Lucidity wouldn't be that bad if I could avoid the conscious transition from dreaming to waking.

So my question is does anyone know a helpful way to prevent lucid dreams, or to at least prevent the transition state and avoid feeling full body paralysis.

----------


## Billlion

It seems to me that you have an unusual and quite severe problem (250 false awakenings). I am hoping someone really knowledgable will give you some advice, and I think you should really talk to experts who work in sleep research.


But my own tupence worth in the meantime...

How much control do you have in your lucid dreams? Can you control the dreams to make them less scary?

One thought about waking up. I tried the Nova Dreamer a while back that flashes lights in your eyes when you dream. I found that unless I was very careful how I set it it would just wake me up from dreams. Since you are technologically gifted a technical solution might appeal to you, you might even hack the firmware.

----------


## Supernova

The feeling of beig paralyzed is sleep paralysis, it occurs to everyone uring REM sleep hen your body basically shuts down all muscles involved with motion to prevent you from acting out motions in your dream.  Many people experience it when falling asleep or immediately after waking up on occasion.  Normally I'd suggest you use it for a WILD or DEILD technique, but beig a natural that's hardly necesary.

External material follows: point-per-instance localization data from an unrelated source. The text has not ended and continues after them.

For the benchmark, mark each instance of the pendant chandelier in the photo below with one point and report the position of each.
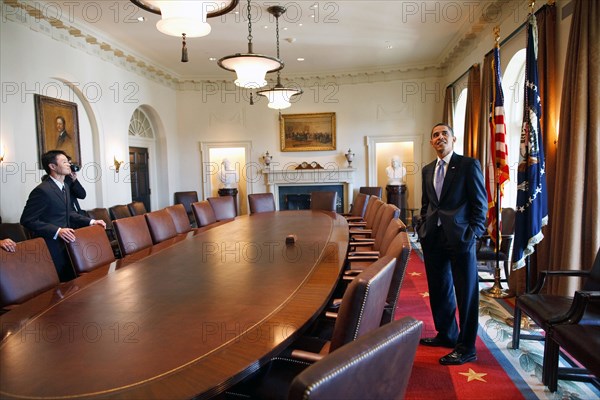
(250, 67)
(278, 96)
(185, 18)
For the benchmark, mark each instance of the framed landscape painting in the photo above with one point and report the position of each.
(57, 125)
(307, 132)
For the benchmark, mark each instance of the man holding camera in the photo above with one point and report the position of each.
(48, 212)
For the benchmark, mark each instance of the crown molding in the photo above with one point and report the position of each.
(93, 43)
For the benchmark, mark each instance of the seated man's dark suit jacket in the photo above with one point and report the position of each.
(46, 210)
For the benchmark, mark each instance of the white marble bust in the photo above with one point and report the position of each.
(227, 174)
(396, 172)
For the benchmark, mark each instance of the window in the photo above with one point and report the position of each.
(459, 122)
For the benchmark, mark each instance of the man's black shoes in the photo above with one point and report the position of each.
(436, 342)
(457, 358)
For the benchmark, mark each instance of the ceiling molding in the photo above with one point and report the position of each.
(84, 39)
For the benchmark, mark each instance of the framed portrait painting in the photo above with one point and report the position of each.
(57, 126)
(307, 132)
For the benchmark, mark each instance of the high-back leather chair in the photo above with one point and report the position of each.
(14, 231)
(359, 315)
(180, 218)
(161, 225)
(359, 206)
(224, 207)
(485, 247)
(101, 214)
(261, 202)
(90, 250)
(383, 358)
(371, 190)
(325, 201)
(119, 211)
(137, 208)
(204, 213)
(133, 234)
(187, 198)
(26, 272)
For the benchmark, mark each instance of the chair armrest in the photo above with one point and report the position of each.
(578, 307)
(544, 274)
(306, 355)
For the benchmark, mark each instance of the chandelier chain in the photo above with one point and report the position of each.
(249, 23)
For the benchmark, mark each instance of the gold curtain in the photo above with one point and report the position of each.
(448, 117)
(472, 139)
(576, 228)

I don't really understand when people talk about having a "bad" lucid dream.  If you are lucid and in control, there's no reason for anything unpleasant to happen, even if it does nothing can harm you.  Perhaps you need to work on your dream control?  I think maybe you've never made use of the full potential of lucid dreaming - if you're not more or less god in your dreams then you haven't  :tongue2: .

As for why you're a natural lucid dreamer, nobody's really sure what gives a natural their ability.  It may be not that you think very logicaly but that the logic center of your brain (the dorsolateral prefrontal cortex, I believe) stays active while you are in the dreaming state (normally the logic center of the brain is inactive during sleep, which is most likely what prevents everyone from realizing they're dreaming whenever they are).

As for the constantly waking up in sleep paralysis, I'm sure someone here on DV knows what to do about that.  I recall more than once people discussing how to break SP quickly.

----------


## Cacophony

*Hey! I know how scary sleep paralysis can be - the first time it happened to me I had no idea what it was and completely panicked, the only thing I could move was my eyes.

I think that learning different dream control techniques could be really helpful to you. The tutorial is here.

I think that one of the main things you should work on would be your nerves, the ability to relax, not stress too much, and also the ability to have more control over your dreams. I think that you should read up more on sleep paralysis, know that it is a natural process that happens to ever human every night and there is nothing to be afraid of.

Best of luck to you!*

----------


## nmole659

try to stick out ur tounge while ur in the state of paralysis 
this has helped me a lot.

----------


## Scionox

Please don't necropost. Necroposting is posting in old inactive threads, especially when OP was not active for a good while, he's probably solved his problem by now anyway. Thanks.  :smiley: 

_*locked*_

----------